懐かしい顏をするからわざとふざけて話すと「そうね」と意地悪く笑う。

「おばちゃんから早めに終わるように言ってくれない?お父さん雨が降ってもやりかねない」

どんどん雲が空を覆っていく。
ここにいると私の気持ちと同じで曇って滅入る。

「言ってやめるもんなら止めてるよ。どうしても急ぎたいみたいでね」

おばちゃんで止まらないならどうしようもない。

「後で様子は見て来るし若い子達も一緒だから大丈夫だから心配することは無いよ」

そこまで言われて頷くしかない。

「冷たいうちに食べよう」

愛さんの言葉におばちゃんと私はシャインマスカットゼリーを頬張ると母親が事務所に携帯を持ってきた。

「鳴ってたわよ。青山先生みたいだけど。愛ちゃん私も食べたい」

ゼリーを催促しておばちゃんと「デートのお誘いかしら」と騒ぎたてる。

「もう違うって言ったでしょ!お母さん私の残り食べて良いよ」

一口食べたゼリーを渡して事務所の外で電話をすると意外なお願いをして来た。



呼び出された先はとある高級ホテルのラウンジ。
ホテルの入口近くにあるカフェのラウンジで待ち合わせて詳しい話はまだ聞かされてない。

「悪いな、妹がどうしても動きがあるのが見たいって」

「私で良いんですか?好みとかは…」

「好みは前回の打ち合わせで話してるって。身長とか体型も紅ちゃんに近いから」

携帯内で笑ってる妹さんは目の部分が青山さんと似ていて可愛いタイプ。

「この間のお礼もしてなかったんで…私で良ければ」

冬に結婚をする妹さんの衣装をホテルのブライダルサロンで何着か試着をする予定になってたらしいけど病気の為どうしても来れないってこと。

「じゃあ、頼むな」

「了解です!」

一気にアイスコーヒーを飲み干してブライダルサロンへ向かう。

(…これ)

「気になる?多分、塩谷来てると思うよ」

【腫瘍学 Oncology(オンコロジー)シンポジウム】と書かれた案内板。

「そうなんですか。

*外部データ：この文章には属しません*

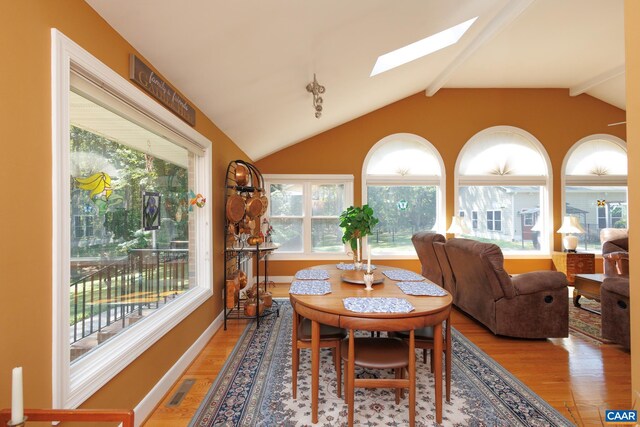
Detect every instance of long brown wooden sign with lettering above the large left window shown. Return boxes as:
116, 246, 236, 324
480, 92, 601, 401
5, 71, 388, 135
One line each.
129, 54, 196, 126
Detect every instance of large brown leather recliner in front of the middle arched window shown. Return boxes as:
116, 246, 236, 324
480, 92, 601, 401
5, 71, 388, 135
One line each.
436, 238, 569, 338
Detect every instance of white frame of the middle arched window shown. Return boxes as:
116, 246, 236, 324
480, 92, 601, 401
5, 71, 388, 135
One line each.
453, 126, 553, 259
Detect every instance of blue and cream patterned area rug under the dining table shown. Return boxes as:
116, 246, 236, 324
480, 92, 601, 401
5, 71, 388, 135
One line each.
189, 303, 573, 427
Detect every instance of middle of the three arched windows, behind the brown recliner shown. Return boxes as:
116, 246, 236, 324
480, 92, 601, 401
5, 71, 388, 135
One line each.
456, 126, 551, 253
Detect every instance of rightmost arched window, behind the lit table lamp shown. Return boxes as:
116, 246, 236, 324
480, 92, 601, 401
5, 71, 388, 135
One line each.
563, 134, 628, 252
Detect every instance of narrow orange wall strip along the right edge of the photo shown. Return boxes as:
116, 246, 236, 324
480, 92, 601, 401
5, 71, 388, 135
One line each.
624, 0, 640, 410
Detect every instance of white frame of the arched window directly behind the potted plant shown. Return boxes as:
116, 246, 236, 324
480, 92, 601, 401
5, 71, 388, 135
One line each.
362, 133, 447, 259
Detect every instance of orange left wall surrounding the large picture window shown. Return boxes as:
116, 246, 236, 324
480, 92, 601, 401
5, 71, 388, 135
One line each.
0, 0, 247, 414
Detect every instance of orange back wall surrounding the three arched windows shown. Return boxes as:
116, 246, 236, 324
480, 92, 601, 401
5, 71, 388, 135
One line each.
256, 89, 626, 275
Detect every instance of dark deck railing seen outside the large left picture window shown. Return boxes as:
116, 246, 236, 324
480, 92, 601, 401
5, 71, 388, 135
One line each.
70, 249, 189, 344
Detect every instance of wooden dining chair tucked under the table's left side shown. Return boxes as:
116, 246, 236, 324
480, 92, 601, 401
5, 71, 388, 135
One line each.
291, 311, 347, 399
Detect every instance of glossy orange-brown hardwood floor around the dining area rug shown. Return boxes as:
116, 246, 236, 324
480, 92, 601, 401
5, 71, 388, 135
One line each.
144, 284, 631, 427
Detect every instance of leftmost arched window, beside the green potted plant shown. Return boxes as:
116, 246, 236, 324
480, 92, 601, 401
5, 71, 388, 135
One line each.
362, 133, 445, 256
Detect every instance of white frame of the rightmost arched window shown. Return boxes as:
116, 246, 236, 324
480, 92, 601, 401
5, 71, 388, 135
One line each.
560, 133, 630, 253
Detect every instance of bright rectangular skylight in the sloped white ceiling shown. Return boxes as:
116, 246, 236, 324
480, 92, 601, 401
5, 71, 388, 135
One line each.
369, 16, 478, 77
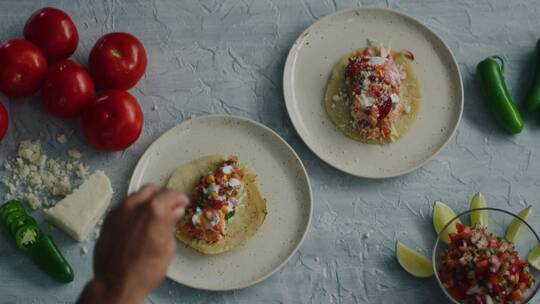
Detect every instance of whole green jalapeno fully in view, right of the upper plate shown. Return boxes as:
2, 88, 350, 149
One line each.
477, 56, 523, 134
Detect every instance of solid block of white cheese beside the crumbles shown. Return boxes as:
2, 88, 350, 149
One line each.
44, 170, 113, 242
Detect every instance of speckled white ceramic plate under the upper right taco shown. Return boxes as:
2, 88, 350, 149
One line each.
283, 8, 463, 178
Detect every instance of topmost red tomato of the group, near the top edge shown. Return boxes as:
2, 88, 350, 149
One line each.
24, 7, 79, 61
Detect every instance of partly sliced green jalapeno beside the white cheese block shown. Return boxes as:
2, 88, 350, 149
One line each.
0, 200, 74, 283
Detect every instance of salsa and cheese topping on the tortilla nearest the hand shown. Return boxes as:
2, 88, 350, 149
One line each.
180, 156, 244, 242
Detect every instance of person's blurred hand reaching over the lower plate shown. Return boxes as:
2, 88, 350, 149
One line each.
79, 185, 189, 303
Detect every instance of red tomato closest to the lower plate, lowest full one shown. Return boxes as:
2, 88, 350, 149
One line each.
82, 90, 143, 151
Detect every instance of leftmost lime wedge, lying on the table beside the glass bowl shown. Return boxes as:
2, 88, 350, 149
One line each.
396, 241, 433, 278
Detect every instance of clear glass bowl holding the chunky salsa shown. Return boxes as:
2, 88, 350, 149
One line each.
432, 208, 540, 304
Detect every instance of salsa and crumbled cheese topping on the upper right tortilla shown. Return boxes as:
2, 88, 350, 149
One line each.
333, 45, 414, 140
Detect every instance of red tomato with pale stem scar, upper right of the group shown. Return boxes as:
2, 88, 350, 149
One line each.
88, 33, 146, 90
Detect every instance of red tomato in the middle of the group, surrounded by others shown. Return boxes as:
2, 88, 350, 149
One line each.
41, 60, 94, 117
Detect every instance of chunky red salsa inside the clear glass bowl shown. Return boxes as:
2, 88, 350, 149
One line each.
439, 223, 534, 304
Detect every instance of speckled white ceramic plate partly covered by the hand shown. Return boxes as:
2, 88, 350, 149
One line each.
128, 115, 312, 290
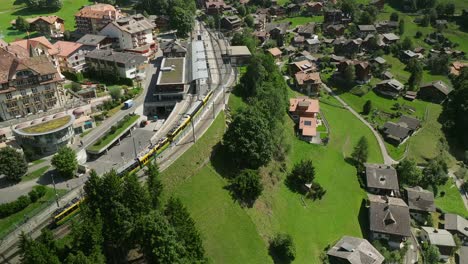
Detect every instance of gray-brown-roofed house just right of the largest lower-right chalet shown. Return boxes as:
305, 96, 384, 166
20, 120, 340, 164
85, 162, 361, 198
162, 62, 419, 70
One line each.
405, 186, 435, 221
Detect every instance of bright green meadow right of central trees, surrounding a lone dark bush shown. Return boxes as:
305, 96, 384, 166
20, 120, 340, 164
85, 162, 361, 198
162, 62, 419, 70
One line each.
243, 92, 382, 263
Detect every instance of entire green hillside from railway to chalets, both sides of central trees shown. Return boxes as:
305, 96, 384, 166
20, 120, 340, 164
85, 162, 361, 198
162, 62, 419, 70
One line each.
162, 86, 382, 263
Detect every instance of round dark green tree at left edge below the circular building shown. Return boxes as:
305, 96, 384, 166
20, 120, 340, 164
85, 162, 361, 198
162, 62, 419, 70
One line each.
0, 147, 28, 181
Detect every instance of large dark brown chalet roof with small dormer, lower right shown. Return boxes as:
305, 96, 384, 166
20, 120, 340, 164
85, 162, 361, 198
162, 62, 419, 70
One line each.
367, 194, 411, 237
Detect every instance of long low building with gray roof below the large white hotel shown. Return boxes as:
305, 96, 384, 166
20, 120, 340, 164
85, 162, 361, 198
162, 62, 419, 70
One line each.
85, 50, 146, 79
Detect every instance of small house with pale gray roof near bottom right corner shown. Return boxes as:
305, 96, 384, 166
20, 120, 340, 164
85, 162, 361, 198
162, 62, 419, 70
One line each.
421, 226, 456, 262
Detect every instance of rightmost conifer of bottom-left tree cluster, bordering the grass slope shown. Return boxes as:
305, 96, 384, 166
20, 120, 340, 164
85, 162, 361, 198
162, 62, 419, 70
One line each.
164, 197, 205, 263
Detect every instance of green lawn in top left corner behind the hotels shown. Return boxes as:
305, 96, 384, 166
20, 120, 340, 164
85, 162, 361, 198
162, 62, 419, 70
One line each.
0, 0, 92, 41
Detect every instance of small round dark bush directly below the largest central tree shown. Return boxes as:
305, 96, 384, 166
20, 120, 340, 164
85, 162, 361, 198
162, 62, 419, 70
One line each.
230, 169, 263, 204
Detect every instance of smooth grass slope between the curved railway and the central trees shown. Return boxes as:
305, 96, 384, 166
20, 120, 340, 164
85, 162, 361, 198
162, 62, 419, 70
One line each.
162, 115, 271, 263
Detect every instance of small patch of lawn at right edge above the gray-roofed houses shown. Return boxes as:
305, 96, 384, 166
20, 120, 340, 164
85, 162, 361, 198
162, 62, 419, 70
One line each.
435, 178, 468, 217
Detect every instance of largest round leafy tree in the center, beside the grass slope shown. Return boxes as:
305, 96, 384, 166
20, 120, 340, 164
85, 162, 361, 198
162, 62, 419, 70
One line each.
223, 108, 273, 169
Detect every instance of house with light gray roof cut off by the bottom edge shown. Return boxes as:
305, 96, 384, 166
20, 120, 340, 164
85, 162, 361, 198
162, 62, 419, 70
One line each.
327, 236, 384, 264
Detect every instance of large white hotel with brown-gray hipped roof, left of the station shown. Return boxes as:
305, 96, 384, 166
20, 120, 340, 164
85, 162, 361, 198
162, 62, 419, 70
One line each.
100, 14, 156, 57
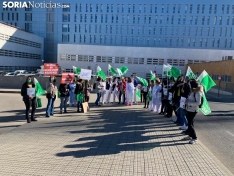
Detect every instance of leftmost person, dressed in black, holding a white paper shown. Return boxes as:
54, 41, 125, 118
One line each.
21, 76, 37, 123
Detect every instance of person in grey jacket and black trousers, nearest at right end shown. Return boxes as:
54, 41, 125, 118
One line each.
185, 79, 203, 144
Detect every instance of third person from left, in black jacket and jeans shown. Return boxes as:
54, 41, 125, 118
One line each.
59, 83, 70, 114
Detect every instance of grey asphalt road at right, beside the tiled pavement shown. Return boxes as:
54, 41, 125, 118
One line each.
195, 96, 234, 174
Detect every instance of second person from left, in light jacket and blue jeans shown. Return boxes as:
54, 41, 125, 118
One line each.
46, 76, 58, 117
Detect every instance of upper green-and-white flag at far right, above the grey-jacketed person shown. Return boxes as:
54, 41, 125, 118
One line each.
197, 70, 216, 92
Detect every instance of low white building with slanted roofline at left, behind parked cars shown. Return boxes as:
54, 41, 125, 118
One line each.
0, 23, 44, 71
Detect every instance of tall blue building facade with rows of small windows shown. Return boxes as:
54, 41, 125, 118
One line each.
0, 0, 234, 62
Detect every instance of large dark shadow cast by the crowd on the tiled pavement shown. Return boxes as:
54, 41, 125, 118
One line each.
57, 109, 188, 158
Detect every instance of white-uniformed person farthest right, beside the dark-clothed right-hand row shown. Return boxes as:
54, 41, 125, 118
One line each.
151, 78, 162, 113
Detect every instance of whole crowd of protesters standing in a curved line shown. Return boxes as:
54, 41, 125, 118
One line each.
21, 75, 203, 144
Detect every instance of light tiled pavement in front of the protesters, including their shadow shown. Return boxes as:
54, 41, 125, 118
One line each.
0, 94, 231, 176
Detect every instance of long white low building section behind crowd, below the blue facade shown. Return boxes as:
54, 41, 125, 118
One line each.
57, 44, 234, 78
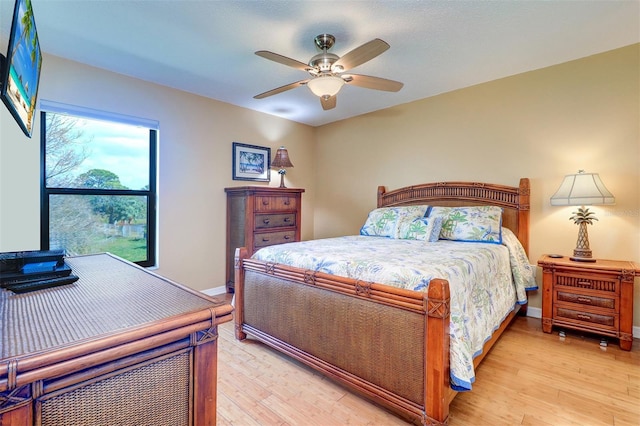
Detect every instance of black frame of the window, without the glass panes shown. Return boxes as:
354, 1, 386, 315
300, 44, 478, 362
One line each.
40, 106, 158, 267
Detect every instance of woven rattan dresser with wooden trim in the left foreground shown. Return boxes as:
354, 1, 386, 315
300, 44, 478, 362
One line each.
0, 254, 232, 426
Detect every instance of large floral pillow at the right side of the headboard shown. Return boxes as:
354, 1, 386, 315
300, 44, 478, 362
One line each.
430, 206, 502, 244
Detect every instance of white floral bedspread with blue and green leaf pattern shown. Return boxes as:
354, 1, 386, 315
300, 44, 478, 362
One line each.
253, 228, 537, 391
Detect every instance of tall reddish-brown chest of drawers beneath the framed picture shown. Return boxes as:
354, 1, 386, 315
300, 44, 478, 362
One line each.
225, 186, 304, 293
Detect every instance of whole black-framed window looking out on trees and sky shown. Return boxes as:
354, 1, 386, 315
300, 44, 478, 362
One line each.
40, 101, 157, 266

私にはさっぱり分からない内容なんで」

“澪さんも居るんじゃないですか?”と言うのはやめた。

女の勘だと澪さんは青山さんを好きなんじゃないかな?
何で京祐と婚約したのかは分からないけど私の口からは言わない。

「がんや肉腫とかの腫瘍に関する研究や診断、治療、予防の専門分野家が発表とかディスカッションする感じだな」

難しすぎる…
熱中症でもないのに頭が痛くなりそう。

「もう教えてくれても良いんじゃない?紅ちゃんて塩谷の嫁だよな?」

「どうしてそう思うんですか?」

「塩谷の態度と紅ちゃんの視線の先を見てれば分かる」

この人軽そうだけど口は堅い。
視線の先が気にはなるけど聞かなかったことにしよう。

「俺と澪と塩谷は同期。相手は知らなかったけど結婚した当時を俺は知ってるから」

だからこの間「塩谷」って呼んでたのか。

「はぁ~。元ですよ。元嫁です!とっくに離婚してます」

本当の話。

「そう言うわけで早く行きましょう」

この話を長引かせたくない。
青山さんも少し切ないように見え…る?

「そうだな。やべぇ!時間過ぎてる」

時計をみた焦りにつられてお互い足を速めた。